Thomas Hennessey is Professor of Modern British and Irish History at Canterbury Christ Church University. His many books include The Evolution of the Troubles 1970-72 (Irish Academic Press 2007) and The Democratic Unionist Party. From Protest to Power co-authored with Jonathan Tonge, Marie Braniff, James W McAuley and Sophie A Whiting (OUP 2014).

Dr Gordon Gillespie is a writer and academic who is a research associate of the Institute of Irish Studies at Queen’s University. He has published widely in the Troubles, including Years of Darkness: The Troubles Remembered (2008) A Short History of the Troubles (2009).

Dr Aaron Edwards is Senior Lecturer in Defence and International Affairs at the Royal Military Academy Sandhurst and an honorary fellow of the University of Leicester. His books include UVF: Behind the Mask (Merrion Press, 2017) and most recently, Agents of Influence: Britain’s Secret Intelligence War Against the IRA (Merrion Press, 2021).

Dr Martin McCleery holds his PhD in Politics from QUB and has been a lecturer in intelligence studies at Cardiff University. He is the author of Operation Demetrius and its Aftermath: A New History of the Use of Internment without Trial in Northern Ireland 1971-75 (Manchester UP, 2015)

Melissa Baird is a PhD Student in History at QUB, researching the relationship between Irish America and the Northern Irish civil rights movement from 1967 to 1972.

Liam Stone is a community activist from Ballymurphy.

Dr Sarah Campbell is a senior lecturer in Irish/British History at Newcastle University. Her book Gerry Fitt and the SDLP: 'In a minority of one' was published by Manchester UP in 2015.

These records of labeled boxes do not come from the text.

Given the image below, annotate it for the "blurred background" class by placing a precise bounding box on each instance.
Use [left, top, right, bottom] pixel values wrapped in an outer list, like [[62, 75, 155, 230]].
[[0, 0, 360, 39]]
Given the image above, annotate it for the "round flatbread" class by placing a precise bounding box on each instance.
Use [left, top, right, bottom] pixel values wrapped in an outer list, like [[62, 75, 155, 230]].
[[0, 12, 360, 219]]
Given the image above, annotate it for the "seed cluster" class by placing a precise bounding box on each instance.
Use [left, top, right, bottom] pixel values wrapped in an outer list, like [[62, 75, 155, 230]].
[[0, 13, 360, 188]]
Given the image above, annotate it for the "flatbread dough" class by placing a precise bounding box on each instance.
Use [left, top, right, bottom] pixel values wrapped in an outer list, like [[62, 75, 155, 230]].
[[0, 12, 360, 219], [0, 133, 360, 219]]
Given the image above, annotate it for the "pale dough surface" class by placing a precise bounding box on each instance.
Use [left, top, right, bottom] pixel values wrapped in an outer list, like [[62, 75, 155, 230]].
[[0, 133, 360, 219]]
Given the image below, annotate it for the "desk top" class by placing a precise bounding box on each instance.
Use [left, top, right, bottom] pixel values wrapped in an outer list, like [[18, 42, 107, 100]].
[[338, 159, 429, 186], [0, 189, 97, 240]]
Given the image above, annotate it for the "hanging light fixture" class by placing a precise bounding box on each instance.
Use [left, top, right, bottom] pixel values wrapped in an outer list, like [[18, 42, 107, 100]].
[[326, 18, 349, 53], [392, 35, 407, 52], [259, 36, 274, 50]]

Richard Gallagher is a PhD student in Film Studies at QUB who is researching the cinematic representation of Northern Irish unionists.

Graham Dawson is professor in Historical Cultural Studies at the University of Brighton. His many publications on the memory and legacies of violence include Making Peace with the Past? Memory, Trauma and the Irish Troubles, published by Manchester UP in 2007.

Niall Ó Dochartaigh is Personal Professor of Political Science and Sociology at the National University of Ireland Galway. He has published extensively on the Northern Ireland conflict and on mediation, peace negotiations, and territorial conflict. His publications include Civil Rights to Armalites: Derry and the birth of the Irish Troubles (Cork University Press 1997 – with a second edition by Palgrave Macmillan in 2005), and most recently Deniable Contact: Back-Channel Negotiation in Northern Ireland (OUP, 2021).